Fue el prospecto número uno del pitcheo de los Yankees hace cuatro años. Por poco lanza un sin hit ni carrera en el 2007 en Texas, antes de salir por lesión en el mismo partido. En el 2009 pasó de abridor a relevista importante en la temporada regular, antes de desplomarse en los playoffs y caer a un segundo plano para el manager Joe Girardi.
La adrenalina va a estar ahí, dijo Hughes un día antes de su primera apertura de por vida en postemporada. Todo el mundo tiene eso en playoffs. Conozco el ambiente. Va a ser cuestión de controlar las emociones e ir pitcheo por pitcheo.
En el 2010 Hughes por fin se convirtió en lo que los Yankees esperaban desde hacía un tiempo: Un abridor tiempo completo. En su primera campaña completa en ese rol, el californiano tuvo marca de 18-8 con efectividad de 4.19 en 31 presentaciones (29 aperturas).

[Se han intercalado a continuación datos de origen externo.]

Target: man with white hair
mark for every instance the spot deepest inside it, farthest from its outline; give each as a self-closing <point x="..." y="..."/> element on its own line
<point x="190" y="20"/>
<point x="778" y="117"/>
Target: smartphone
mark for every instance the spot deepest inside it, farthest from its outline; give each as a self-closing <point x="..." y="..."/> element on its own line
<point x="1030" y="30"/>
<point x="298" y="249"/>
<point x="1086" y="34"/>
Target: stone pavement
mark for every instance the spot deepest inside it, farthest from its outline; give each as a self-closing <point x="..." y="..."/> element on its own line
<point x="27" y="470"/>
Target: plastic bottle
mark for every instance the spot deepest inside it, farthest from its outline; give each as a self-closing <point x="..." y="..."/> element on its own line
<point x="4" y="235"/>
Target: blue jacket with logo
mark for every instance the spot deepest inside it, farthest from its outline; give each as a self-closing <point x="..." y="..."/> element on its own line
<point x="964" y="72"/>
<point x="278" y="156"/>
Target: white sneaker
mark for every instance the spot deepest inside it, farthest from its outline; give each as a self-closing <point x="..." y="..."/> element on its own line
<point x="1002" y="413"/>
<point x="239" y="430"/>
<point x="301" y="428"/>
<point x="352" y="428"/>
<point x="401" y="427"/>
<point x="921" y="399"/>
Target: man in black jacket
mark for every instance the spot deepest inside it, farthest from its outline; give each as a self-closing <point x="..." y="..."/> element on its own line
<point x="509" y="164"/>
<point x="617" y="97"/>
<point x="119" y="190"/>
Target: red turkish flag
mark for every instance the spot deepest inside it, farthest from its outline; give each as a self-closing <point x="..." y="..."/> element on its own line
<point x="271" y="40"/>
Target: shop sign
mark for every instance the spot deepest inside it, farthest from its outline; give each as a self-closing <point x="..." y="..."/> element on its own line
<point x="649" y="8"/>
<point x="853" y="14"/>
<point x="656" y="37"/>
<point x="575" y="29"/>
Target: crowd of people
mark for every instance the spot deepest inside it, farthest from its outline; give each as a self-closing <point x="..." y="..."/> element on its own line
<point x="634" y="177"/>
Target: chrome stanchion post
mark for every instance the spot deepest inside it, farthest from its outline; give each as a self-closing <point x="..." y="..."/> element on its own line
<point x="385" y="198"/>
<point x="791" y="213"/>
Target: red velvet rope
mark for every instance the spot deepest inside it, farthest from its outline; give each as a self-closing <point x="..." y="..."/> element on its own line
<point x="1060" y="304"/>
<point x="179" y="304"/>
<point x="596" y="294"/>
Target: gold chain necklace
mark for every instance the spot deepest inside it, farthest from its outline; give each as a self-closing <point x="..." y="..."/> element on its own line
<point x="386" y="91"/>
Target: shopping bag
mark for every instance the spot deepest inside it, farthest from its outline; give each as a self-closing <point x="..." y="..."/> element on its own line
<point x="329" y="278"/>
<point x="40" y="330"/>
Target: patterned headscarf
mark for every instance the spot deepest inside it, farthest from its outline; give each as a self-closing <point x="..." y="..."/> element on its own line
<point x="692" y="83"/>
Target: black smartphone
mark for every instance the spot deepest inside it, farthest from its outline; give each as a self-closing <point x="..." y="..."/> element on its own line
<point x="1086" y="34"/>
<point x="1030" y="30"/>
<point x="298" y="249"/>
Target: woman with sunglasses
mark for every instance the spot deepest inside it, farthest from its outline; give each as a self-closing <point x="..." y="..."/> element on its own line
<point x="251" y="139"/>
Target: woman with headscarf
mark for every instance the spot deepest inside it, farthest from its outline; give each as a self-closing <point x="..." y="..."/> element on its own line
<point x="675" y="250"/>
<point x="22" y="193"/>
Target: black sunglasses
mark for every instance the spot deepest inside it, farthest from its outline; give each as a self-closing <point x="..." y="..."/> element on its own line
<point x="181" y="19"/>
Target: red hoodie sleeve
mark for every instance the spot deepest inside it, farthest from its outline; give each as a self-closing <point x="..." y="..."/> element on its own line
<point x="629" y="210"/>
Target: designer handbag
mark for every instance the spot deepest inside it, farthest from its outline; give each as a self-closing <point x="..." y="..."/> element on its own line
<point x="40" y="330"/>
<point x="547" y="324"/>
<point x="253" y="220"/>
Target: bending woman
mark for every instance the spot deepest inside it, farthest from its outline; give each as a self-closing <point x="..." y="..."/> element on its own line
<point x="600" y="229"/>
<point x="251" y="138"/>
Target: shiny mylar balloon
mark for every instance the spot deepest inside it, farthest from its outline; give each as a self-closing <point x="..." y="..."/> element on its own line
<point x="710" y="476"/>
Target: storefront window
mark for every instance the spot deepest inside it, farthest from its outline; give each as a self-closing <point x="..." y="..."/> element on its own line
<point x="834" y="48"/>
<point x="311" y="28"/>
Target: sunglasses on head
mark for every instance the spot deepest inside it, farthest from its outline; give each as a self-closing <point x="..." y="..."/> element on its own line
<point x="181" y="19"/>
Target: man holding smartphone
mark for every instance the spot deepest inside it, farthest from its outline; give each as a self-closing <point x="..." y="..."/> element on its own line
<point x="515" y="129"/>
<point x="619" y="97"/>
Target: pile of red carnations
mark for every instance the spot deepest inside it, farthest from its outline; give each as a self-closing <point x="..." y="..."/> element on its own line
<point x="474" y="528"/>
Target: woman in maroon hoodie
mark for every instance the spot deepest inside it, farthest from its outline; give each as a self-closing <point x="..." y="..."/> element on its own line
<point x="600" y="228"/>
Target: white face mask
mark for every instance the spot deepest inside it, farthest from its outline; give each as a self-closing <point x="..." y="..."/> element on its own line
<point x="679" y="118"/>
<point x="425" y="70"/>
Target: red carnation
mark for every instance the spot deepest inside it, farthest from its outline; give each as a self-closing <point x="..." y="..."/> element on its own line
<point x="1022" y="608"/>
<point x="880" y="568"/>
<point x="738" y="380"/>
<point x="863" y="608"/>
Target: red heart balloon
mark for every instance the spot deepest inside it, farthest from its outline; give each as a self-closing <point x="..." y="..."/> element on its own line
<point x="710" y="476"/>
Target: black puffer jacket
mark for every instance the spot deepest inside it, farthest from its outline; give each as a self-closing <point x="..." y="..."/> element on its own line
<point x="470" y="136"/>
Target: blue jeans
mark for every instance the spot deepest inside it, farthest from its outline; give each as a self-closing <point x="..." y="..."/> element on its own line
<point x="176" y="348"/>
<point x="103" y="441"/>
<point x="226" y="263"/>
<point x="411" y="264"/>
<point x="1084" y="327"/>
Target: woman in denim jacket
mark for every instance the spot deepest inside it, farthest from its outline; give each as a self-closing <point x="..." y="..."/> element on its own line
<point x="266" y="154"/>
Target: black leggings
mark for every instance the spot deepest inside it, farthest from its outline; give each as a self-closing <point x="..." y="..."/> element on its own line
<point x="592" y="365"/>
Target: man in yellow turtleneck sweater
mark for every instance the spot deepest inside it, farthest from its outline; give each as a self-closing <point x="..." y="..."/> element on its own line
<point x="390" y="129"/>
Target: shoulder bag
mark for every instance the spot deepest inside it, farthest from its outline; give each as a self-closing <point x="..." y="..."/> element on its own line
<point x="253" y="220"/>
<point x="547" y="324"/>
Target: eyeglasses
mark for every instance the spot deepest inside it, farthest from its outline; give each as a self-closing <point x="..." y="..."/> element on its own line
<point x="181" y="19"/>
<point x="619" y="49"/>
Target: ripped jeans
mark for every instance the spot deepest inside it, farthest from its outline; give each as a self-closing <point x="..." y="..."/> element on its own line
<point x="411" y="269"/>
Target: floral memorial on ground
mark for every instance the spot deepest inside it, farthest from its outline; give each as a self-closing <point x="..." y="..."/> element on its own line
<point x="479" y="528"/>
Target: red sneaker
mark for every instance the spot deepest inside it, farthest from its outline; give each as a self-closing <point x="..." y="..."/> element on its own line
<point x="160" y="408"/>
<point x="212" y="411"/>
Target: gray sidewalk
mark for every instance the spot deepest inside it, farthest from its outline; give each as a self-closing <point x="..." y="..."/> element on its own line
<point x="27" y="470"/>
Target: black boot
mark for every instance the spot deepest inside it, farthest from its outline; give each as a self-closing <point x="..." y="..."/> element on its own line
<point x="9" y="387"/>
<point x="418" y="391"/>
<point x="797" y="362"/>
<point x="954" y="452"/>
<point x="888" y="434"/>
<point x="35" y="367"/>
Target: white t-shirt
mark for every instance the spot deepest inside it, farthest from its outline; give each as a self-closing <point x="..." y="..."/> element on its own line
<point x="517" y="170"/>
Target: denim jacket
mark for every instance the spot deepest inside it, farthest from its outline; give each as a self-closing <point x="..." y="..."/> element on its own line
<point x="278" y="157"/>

Al igual que con Joba Chamberlain en el 2008 y el 2009, la organización impuso una especie de «Reglas de Hughes», en el sentido de limitar sus innings para no desgastarle el brazo en su primera campaña completa como abridor en Grandes Ligas. El derecho lanzó 176.1 entradas en la temporada regular, así que debe de estar lo suficientemente descansado como para darle con todo ante los Mellizos.